A little good news from the Hotel Industry

This was recently featured in the September issue of Hotel Magazine:

Latin America: Land Of OPPORTUNITY 

Mexico is ripe for more growth, and brands are increasingly bullish on the prospects of Central and South America.  By Derek Gale, Senior Editor 

With growth from Mexico on down to Argentina, developers and brands are finding plenty of room for expansion in Central and South America. “In Latin America, I would expect that we will have in excess of 80 hotels by late 2011,” says Ed Fuller, president & managing director of international lodging, Marriott International. “We find all of Central America of interest. Each market is defined by the destination, and as each market defines itself, we (will) put appropriate product in.” 

On thing that has worked well for Marriott so far is putting its Courtyard product near tourism destinations for different customers, Fuller says. 

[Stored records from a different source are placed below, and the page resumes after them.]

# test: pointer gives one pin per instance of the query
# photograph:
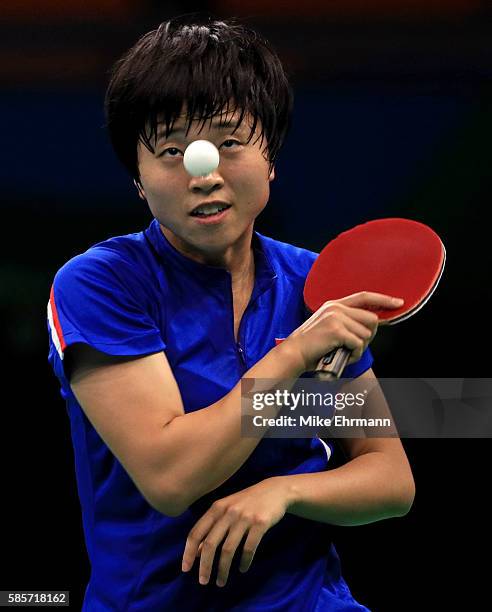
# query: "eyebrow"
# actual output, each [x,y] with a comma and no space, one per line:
[217,125]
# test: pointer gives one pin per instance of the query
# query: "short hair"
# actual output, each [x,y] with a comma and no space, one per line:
[206,64]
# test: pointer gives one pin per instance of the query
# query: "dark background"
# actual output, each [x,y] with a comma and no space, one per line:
[392,118]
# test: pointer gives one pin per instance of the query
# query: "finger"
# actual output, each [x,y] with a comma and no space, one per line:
[195,539]
[229,548]
[370,299]
[364,317]
[210,545]
[249,549]
[364,332]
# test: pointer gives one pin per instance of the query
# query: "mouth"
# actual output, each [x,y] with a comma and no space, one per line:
[207,210]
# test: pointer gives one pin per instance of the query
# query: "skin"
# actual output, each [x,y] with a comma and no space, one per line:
[243,180]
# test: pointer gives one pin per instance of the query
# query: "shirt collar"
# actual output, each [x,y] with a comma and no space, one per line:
[265,273]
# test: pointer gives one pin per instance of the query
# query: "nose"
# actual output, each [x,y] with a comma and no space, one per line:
[206,184]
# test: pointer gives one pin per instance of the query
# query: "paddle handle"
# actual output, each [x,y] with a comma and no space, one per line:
[331,366]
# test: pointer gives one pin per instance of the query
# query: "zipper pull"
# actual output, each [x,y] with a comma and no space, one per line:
[241,353]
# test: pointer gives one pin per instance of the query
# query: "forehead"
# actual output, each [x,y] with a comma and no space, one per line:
[222,121]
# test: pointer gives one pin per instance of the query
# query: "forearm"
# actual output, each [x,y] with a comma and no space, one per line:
[206,446]
[366,489]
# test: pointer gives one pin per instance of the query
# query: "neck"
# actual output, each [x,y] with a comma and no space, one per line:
[237,258]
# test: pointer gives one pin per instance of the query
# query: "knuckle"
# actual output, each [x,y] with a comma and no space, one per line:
[208,544]
[259,519]
[233,512]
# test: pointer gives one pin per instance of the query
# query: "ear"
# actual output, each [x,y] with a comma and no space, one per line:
[141,192]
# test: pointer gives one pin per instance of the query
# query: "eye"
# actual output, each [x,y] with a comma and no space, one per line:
[229,144]
[171,152]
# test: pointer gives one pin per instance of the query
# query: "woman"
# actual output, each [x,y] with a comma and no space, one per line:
[151,334]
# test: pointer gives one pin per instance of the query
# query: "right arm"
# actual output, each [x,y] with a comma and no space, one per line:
[175,458]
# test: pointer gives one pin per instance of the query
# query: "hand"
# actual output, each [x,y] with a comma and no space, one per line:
[253,511]
[346,322]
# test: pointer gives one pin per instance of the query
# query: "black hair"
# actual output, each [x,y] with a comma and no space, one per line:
[213,67]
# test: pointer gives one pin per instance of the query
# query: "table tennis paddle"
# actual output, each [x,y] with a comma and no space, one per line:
[397,257]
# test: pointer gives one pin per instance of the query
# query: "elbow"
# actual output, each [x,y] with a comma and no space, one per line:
[406,497]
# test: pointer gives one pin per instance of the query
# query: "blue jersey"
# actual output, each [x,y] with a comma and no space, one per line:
[136,295]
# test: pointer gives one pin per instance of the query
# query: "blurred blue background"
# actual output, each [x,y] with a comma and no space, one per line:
[392,118]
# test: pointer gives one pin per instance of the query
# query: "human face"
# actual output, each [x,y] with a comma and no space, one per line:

Mid-scale product in general may be the ticket throughout the region, as it is “clearly the fastest growing and the most in demand,” says Alvaro Diago, area president for IHG in Latin America. “While the region still has many challenges, the evolution of the middle class continues, as does the parallel need for mid-scale products,” he says. “There is a shortage of these hotels in most secondary and tertiary cities in the region.”

Mexico Stays Strong 

Mexico continues to be a leader in Latin America hotel development, as it has for many years, with more than 135 projects comprising more than 25,000 rooms in the pipeline as of the first quarter of this year, representing some 44% of the project total for the region (including the Caribbean and Central America) according to Portsmouth, New Hampshire-based Lodging Econometrics. 

With Americans still favoring Mexico as a beach destination, business centers continuing to develop there, and a growing middle class spurring national tourism, the recipe is right for continued growth. 

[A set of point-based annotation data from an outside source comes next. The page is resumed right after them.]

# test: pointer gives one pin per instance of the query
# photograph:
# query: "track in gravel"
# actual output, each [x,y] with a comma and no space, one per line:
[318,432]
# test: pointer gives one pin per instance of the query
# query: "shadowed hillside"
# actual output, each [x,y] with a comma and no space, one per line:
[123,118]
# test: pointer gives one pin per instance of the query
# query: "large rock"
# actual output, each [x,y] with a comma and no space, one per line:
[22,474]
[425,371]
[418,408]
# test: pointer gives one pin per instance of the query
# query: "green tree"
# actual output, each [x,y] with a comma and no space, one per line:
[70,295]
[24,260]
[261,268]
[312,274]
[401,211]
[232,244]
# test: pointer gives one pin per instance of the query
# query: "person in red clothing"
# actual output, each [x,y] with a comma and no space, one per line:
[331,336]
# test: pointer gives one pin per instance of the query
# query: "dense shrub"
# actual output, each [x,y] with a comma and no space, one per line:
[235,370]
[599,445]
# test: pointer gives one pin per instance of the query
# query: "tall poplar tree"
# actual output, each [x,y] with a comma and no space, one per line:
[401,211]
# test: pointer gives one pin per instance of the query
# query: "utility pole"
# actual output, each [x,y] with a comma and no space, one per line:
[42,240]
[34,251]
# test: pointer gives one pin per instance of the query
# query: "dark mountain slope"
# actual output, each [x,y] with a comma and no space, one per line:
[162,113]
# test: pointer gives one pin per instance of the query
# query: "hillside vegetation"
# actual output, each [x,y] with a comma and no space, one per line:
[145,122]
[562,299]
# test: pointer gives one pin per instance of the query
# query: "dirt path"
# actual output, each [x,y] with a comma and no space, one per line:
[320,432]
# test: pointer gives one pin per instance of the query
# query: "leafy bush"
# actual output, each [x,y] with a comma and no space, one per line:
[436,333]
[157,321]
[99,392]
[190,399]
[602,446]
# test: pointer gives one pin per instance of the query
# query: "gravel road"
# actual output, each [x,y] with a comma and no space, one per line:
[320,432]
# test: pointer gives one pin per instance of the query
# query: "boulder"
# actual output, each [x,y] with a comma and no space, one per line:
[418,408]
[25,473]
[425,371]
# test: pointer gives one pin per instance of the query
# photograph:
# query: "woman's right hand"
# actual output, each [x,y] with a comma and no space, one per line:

“Mexico is a large market, closely tied to the U.S., and a growing market economically,” Fuller says. “We see commercial growth throughout Mexico. Mexico is also the primary destination for foreign tourists within Latin America, and the domestic Mexican market accounts for nearly 40% of all our guests at our hotels (there).” 

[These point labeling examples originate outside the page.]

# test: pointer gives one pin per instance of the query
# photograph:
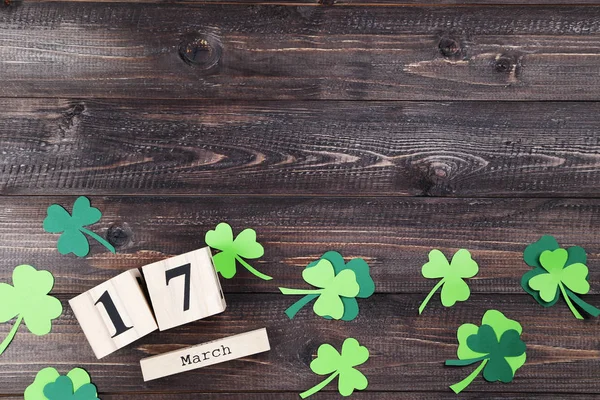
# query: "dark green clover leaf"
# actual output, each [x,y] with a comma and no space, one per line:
[62,389]
[557,271]
[73,239]
[333,261]
[329,361]
[497,344]
[234,250]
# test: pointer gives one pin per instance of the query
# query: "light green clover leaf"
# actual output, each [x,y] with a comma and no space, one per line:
[329,361]
[234,250]
[332,288]
[28,300]
[63,389]
[557,271]
[452,275]
[72,239]
[363,278]
[497,344]
[78,376]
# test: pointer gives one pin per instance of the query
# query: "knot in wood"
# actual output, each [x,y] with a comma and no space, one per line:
[119,235]
[449,47]
[203,51]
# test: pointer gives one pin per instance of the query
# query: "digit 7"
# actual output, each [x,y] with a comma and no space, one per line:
[185,270]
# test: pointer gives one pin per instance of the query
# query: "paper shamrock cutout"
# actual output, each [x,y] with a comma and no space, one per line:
[50,385]
[497,344]
[557,271]
[28,300]
[232,250]
[73,239]
[329,361]
[454,288]
[339,285]
[63,389]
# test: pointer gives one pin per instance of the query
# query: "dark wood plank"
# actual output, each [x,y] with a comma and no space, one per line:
[116,50]
[407,351]
[334,396]
[393,234]
[329,148]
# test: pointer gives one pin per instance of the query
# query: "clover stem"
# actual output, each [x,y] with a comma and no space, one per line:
[99,238]
[568,301]
[297,306]
[253,270]
[11,334]
[435,288]
[460,386]
[318,387]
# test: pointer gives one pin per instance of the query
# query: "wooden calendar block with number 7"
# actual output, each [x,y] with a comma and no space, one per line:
[184,288]
[114,313]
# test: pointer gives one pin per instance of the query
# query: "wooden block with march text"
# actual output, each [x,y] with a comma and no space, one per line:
[114,313]
[184,288]
[205,354]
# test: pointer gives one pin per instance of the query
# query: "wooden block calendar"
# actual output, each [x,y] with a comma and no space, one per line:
[205,354]
[184,288]
[114,313]
[181,289]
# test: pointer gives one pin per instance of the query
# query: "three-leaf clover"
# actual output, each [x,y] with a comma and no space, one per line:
[497,344]
[28,300]
[329,361]
[454,288]
[73,239]
[50,385]
[340,284]
[62,389]
[232,250]
[557,271]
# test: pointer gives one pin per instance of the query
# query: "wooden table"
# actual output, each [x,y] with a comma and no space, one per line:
[376,129]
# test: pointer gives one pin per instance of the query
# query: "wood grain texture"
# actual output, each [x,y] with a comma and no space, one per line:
[327,148]
[394,235]
[407,350]
[124,50]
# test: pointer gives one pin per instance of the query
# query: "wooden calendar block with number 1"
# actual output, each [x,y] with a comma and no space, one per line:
[184,288]
[114,313]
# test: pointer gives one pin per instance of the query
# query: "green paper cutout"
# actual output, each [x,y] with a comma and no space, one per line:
[28,300]
[63,389]
[329,361]
[497,344]
[454,288]
[71,226]
[234,250]
[350,306]
[78,376]
[557,272]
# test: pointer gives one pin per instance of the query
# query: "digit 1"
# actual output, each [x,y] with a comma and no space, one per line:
[113,314]
[186,270]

Marriott is set to nearly triple its Mexico presence over the next five years with 30 new hotels, including a multiunit development agreement for several Courtyard properties. 

Others, like IHG with its Holiday Inn and Holiday Inn Express brands, are making a push into secondary and tertiary cities as well. 

And in beach destinations, while business may be hurting slightly right now because of extreme supply growth in places like Cancun and Riviera Maya, the booming domestic market—thanks to the recent rise of low-cost air carriers—is helping to augment foreign tourism, which continues to grow as well, says Alex Zozaya, president of Newtown Square, Pennsylvania-based AMResorts. 

“We believe the number of Americans going to Mexico is still in diapers compared to what we’re going to see in the next three to five years,” he says. “The number of Americans going to the region has increased every year for the past 10 years.” 

AMResorts is banking on this continued demand, with 70% of its business coming from the United States and a plan to open new resort properties in the next few years in destinations like Huatulco in Oaxaca and Punta Mita and Nuevo Vallarta in the developing Riviera Nayarit area. 

Where there’s a demand for hotel rooms, there usually is also a demand for second homes. Love this line: “We believe the number of Americans going to Mexico is still in diapers compared to what we’re going to see in the next three to five years”. Good news to hear the hotel industry bullish about Mexico!